Kashmiri Gate

By on January 20, 2014

Though time passes, it leaves behind traces of memories.

Walking into Kashmere Gate Metro Station, I realise that with an infrastructure of five floors and links with three other Metro lines, the station is one of the biggest Delhi Metro stations. Every time a train stops, people come out in herds and get lost in the crowd.

What is now a huge building with some of the latest technology installed was once a gate with herds of elephants, horses and soldiers thumping their feet and entering through it.

Emperor Shah Jahan, a descendant of Timur Shah, built Shaher Shahjahanabad, a town with 14 gates. Located on the northern side and facing Kashmir, this gate was the Shumali (north) gate and called the Kashmere Gate. All the other gates in the town were named similarly.

Kashmere Gate has a very significant place in the history of Old Delhi. During the great revolution of 1857, cannon balls landed on this gate and the ornaments adorning it were damaged. Since then, the gate has been preserved in that condition.

Between the two arches, placed adjacent to each other for entry and exit, is a big boulder, which reads, “On the 14th September, 1857, the British force stormed Delhi. It was after sunrise on Thursday that this under mentioned party advancing from Ludlow Castle in the face of a heavy fire and crossing the bridge which had been almost totally destroyed, lodged powder bags against and blew in the right leaf of the gate.” This quote is followed by a list of people who were wounded or killed during the revolution.

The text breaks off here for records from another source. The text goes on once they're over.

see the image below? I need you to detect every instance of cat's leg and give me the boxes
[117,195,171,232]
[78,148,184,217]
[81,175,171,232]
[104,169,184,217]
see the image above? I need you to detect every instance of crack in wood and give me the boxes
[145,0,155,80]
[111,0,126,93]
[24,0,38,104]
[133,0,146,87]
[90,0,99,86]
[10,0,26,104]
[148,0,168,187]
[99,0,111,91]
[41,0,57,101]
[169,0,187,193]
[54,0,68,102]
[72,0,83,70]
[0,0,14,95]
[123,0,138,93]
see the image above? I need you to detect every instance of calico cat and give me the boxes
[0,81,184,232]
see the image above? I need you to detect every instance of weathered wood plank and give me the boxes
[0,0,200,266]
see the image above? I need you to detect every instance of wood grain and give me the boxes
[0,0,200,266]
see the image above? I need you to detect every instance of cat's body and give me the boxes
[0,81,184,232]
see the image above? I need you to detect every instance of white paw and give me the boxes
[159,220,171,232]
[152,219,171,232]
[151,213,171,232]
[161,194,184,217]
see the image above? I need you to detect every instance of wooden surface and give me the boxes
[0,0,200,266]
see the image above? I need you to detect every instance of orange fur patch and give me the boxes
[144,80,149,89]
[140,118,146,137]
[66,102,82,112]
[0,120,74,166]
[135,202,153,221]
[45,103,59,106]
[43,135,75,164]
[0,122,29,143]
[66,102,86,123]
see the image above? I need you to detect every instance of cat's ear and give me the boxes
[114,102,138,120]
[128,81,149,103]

The memorial was placed here as tribute to these gallant soldiers by General Lord Napier of Magdala Colonel Royal Engineers and Commander-in Chief in India in 1876.

Walking out of Kashmere Gate, one can see the famous Ritz Cinema Hall. On the road parallel to it is the district court, Urdu Academy and Sindhi Academy.

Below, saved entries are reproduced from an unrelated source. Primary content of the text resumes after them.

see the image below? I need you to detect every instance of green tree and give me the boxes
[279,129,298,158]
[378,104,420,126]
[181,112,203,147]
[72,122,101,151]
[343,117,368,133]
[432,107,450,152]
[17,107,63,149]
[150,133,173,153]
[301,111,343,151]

The road in front of Kashmere Gate, which goes into the main town, is known as Luthiyan Road. During British rule, the area was full of shops of European traders but it has now transformed into a wholesale market of auto motor parts, with big showrooms of Ashok Leyland, Honda and Yamaha automobile companies. While the roads seem quite narrow and congested in this area, they actually aren’t. On Sunday, when there are no hawkers or vehicle parked on the side of the road or shops encroaching upon the road, one can notice the actual width of the road.

Moving forward on Luthiyan Road opposite Kashmere Gate, one can see a huge shop of leather, ‘Verma Leathers’. Parallel to it is a lane, which goes inwards and is known as Nicolson Road. On the right hand side of this road, one can see remains of an old wall, along a row of illegal shops On the left of it is a big gate, which enters into Sultan Singh Building from where a number of businesses operate. A lane next to it goes through Lothian to St. James’ Church. On this road, there was once a the Hindu College. It was, in fact, a big kothi, which was owned by a Mr. Skinner. Lala Sultan Singh bought this building from him and turned it into a college. Later, the Hindu College was moved to the North Campus, and now several government offices like the Municipal Corporation of Delhi, Delhi Khadi, Gram Udyog Board offices operate from this building.